Bu sorularla ilgili Deutsche Welle’ye açıklamalarda bulunan Atılım Üniversitesi Uluslararası İlişkiler Bölümü öğretim üyesi Hasan Ali Karasar özellikle Suriye ve Irak’ta yaşananlar üzerinden Türk dış politikasını eleştirmenin yanlış olduğunu söylüyor. Karasar, “Türkiye hiçbir zaman uluslararası partnerlerinden bağımsız hareket etmez” derken, Irak’taki durum için “Ortada çok ters bir durum var. Çünkü yaşanan kriz ve kaosu yönetecek küresel bir irade yok. Sadece Türkiye değil şimdi bütün dünya çok riskli bir döneme giriyor, çünkü Irak’ta kanlı olayların kapısı açılabilir” açıklamasını yapıyor. Karasar, uluslararası güçlerin zaman zaman “bataklığı kurutmak” için önlemler aldığını hatırlatırken, “Şimdi görülüyor ki, bataklığı kurutmak gerekiyor. Acilen, Irak’ta Sünnilerin dertlerine deva olacak çözümler üretilmeli. Sünnilerin yönetimde yer alması için uluslararası bir çalışma başlatılmalı” yorumunu yapıyor.

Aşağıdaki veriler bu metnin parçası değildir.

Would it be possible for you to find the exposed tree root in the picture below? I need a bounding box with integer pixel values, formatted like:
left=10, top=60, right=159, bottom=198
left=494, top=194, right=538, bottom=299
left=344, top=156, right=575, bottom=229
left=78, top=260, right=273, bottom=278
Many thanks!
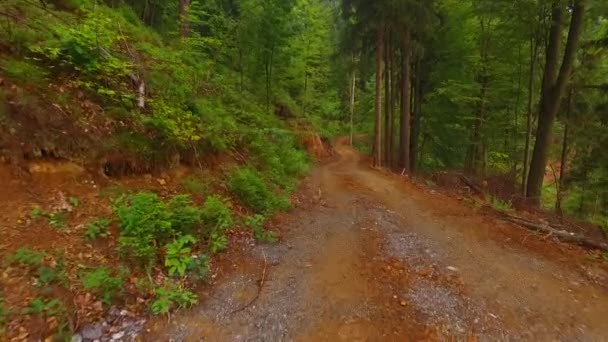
left=230, top=251, right=268, bottom=314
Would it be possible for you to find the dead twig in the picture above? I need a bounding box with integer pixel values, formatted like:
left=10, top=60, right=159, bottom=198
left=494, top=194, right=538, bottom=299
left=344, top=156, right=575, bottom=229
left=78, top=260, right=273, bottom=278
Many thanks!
left=230, top=251, right=268, bottom=314
left=503, top=213, right=608, bottom=250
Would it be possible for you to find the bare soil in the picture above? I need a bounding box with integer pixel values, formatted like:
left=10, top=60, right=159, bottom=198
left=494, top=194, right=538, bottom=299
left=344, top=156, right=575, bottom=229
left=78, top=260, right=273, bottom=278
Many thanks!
left=143, top=140, right=608, bottom=341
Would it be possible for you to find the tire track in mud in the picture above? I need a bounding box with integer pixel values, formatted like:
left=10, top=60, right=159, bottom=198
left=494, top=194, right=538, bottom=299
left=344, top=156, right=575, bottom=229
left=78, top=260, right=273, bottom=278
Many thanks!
left=144, top=140, right=608, bottom=341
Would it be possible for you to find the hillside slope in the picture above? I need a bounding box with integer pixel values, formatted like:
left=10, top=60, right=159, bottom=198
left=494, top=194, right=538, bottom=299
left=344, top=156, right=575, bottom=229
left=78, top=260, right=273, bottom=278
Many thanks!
left=0, top=0, right=337, bottom=340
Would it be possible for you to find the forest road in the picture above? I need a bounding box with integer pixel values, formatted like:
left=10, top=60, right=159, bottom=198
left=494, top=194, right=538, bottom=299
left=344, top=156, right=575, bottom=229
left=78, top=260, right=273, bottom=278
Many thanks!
left=143, top=140, right=608, bottom=341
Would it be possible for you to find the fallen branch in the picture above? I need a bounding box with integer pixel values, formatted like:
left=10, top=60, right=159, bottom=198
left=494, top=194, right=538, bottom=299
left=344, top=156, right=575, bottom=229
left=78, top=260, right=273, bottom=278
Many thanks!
left=503, top=214, right=608, bottom=250
left=230, top=251, right=268, bottom=314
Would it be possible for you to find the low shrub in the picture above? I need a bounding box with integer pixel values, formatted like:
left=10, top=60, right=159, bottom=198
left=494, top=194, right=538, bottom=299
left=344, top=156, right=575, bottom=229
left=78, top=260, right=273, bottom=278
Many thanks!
left=150, top=282, right=198, bottom=315
left=82, top=267, right=124, bottom=304
left=114, top=192, right=202, bottom=267
left=228, top=167, right=290, bottom=214
left=84, top=217, right=112, bottom=240
left=202, top=196, right=234, bottom=253
left=165, top=235, right=196, bottom=277
left=0, top=59, right=48, bottom=85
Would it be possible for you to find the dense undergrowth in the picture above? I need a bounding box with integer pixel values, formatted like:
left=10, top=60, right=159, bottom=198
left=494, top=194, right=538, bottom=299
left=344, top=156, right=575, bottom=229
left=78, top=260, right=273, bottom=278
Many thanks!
left=0, top=0, right=339, bottom=338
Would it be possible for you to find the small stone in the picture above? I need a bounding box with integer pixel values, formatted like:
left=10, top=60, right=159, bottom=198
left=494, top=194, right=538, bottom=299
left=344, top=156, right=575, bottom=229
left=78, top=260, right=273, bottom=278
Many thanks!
left=80, top=323, right=103, bottom=340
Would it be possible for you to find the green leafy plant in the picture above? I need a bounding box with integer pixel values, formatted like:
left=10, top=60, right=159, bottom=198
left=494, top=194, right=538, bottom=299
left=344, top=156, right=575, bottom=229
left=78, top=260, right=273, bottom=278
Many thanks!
left=114, top=192, right=202, bottom=267
left=182, top=177, right=210, bottom=195
left=165, top=235, right=196, bottom=277
left=490, top=197, right=513, bottom=213
left=82, top=267, right=124, bottom=304
left=150, top=282, right=198, bottom=315
left=0, top=59, right=48, bottom=85
left=187, top=254, right=209, bottom=280
left=244, top=214, right=277, bottom=243
left=84, top=217, right=112, bottom=240
left=209, top=232, right=228, bottom=253
left=36, top=266, right=67, bottom=287
left=228, top=167, right=290, bottom=214
left=9, top=247, right=48, bottom=267
left=23, top=298, right=65, bottom=317
left=201, top=196, right=234, bottom=253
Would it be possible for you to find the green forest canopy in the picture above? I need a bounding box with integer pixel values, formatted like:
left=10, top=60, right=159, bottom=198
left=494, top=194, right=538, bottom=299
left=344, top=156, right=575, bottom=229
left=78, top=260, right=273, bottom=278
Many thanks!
left=0, top=0, right=608, bottom=225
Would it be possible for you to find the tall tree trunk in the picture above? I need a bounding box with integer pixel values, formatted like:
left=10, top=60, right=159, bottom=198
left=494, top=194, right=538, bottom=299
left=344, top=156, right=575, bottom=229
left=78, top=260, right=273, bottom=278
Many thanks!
left=521, top=28, right=540, bottom=196
left=350, top=54, right=357, bottom=146
left=399, top=28, right=412, bottom=173
left=410, top=54, right=422, bottom=173
left=555, top=89, right=574, bottom=215
left=465, top=17, right=491, bottom=176
left=179, top=0, right=190, bottom=37
left=374, top=25, right=384, bottom=167
left=526, top=0, right=586, bottom=206
left=384, top=32, right=393, bottom=167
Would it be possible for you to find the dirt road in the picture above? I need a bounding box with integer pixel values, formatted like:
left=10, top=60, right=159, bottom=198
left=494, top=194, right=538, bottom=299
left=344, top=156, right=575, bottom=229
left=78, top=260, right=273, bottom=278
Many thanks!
left=144, top=138, right=608, bottom=341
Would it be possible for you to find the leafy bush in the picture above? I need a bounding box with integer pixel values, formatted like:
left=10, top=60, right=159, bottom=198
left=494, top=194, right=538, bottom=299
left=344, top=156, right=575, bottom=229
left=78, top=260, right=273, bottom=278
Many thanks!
left=165, top=235, right=196, bottom=277
left=114, top=192, right=202, bottom=267
left=23, top=298, right=65, bottom=317
left=9, top=247, right=48, bottom=267
left=150, top=282, right=198, bottom=315
left=248, top=129, right=310, bottom=192
left=201, top=195, right=233, bottom=231
left=84, top=217, right=112, bottom=240
left=49, top=211, right=67, bottom=229
left=202, top=196, right=234, bottom=253
left=187, top=254, right=209, bottom=280
left=0, top=59, right=48, bottom=85
left=9, top=247, right=68, bottom=287
left=228, top=167, right=290, bottom=214
left=82, top=267, right=124, bottom=304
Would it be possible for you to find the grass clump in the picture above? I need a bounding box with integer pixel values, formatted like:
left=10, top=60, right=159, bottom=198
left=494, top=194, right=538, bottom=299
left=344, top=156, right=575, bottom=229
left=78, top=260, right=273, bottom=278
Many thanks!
left=114, top=192, right=201, bottom=267
left=82, top=267, right=125, bottom=304
left=150, top=282, right=198, bottom=315
left=202, top=196, right=234, bottom=253
left=9, top=247, right=48, bottom=267
left=182, top=177, right=210, bottom=195
left=228, top=167, right=290, bottom=215
left=84, top=217, right=112, bottom=240
left=165, top=235, right=196, bottom=277
left=0, top=59, right=48, bottom=85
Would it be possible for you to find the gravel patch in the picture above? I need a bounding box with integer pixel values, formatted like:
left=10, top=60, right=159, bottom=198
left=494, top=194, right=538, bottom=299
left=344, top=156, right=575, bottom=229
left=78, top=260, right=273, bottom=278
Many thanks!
left=386, top=232, right=445, bottom=271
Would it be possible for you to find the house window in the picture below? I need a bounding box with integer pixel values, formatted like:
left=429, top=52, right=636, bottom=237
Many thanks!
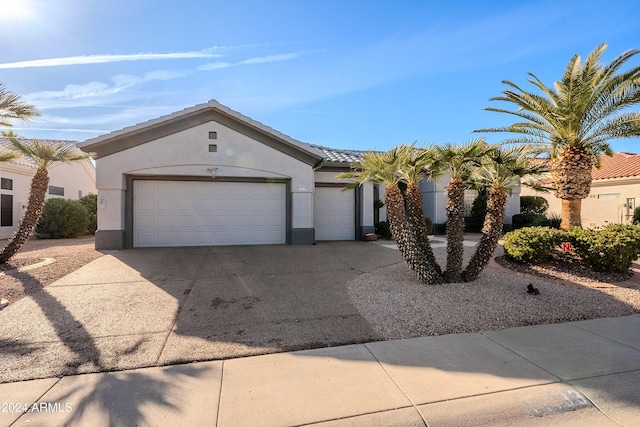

Karasar'a göre önümüzdeki süreçte Türkiye başta olmak üzere bölge ülkeleri kendi “lokal küçük hedeflerini” gerçekleştirmeye çalışacak. “Türkiye; rehinelerin kurtarılmasına odaklanacak, IŞİD tehlikesi altındaki Türkmenleri korumaya yönelecek” diyen Karasar, İran’ın Bağdat’taki hükümete desteğinin artacağını, Rusya’nın ise bölgede denge arayışını sürdüreceğini dile getiriyor.
‘Türk dış politikası gözden geçirilmeli'
Gazi Üniversitesi Siyaset Bilimi öğretim üyesi Hüseyin Yayman ise Suriye’den sonra Irak’ta yaşananların Türkiye’ye dönük bir saldırı olduğunu düşünüyor. Yayman, Türkiye’nin bölgesel güç olmasının hazmedilemediğinden yakınırken “Türkiye’yi hizaya getirmeye çalışanların yeni numaralarının ortaya çıkması yakındır” diyor. Ancak Türk dış politikasının gözden geçirilmesinin, üzerinde yeniden düşünülmesinin de şart olduğunu söyleyen Yayman, Türkiye’nin IŞİD ile ilişkisinin bu bağlamda değerlendirilmesini istiyor.
Irak’ın bölünmesinin önümüzdeki süreçte kaçınılmaz olduğunu belirten Yayman, Türkiye’nin bu süreçte nasıl davranacağına ilişkin kararını da gecikmeksizin vermesi gerektiğinin altını çiziyor. Bu kararın kısa sürede verileceğine inandığını anlatan Yayman, “Suriye ve Irak konusunda yapılan hatalar da zaman kaybetmeksizin düzeltilecektir. Zaman çok hızlı ilerliyor ancak şimdi hatalardan çok yapıcı aksiyonlar üzerinde düşünülmesi gerekiyor. Böylece, daha çok zarar verici hata yapılmasından da kurtulunacaktır” diyor.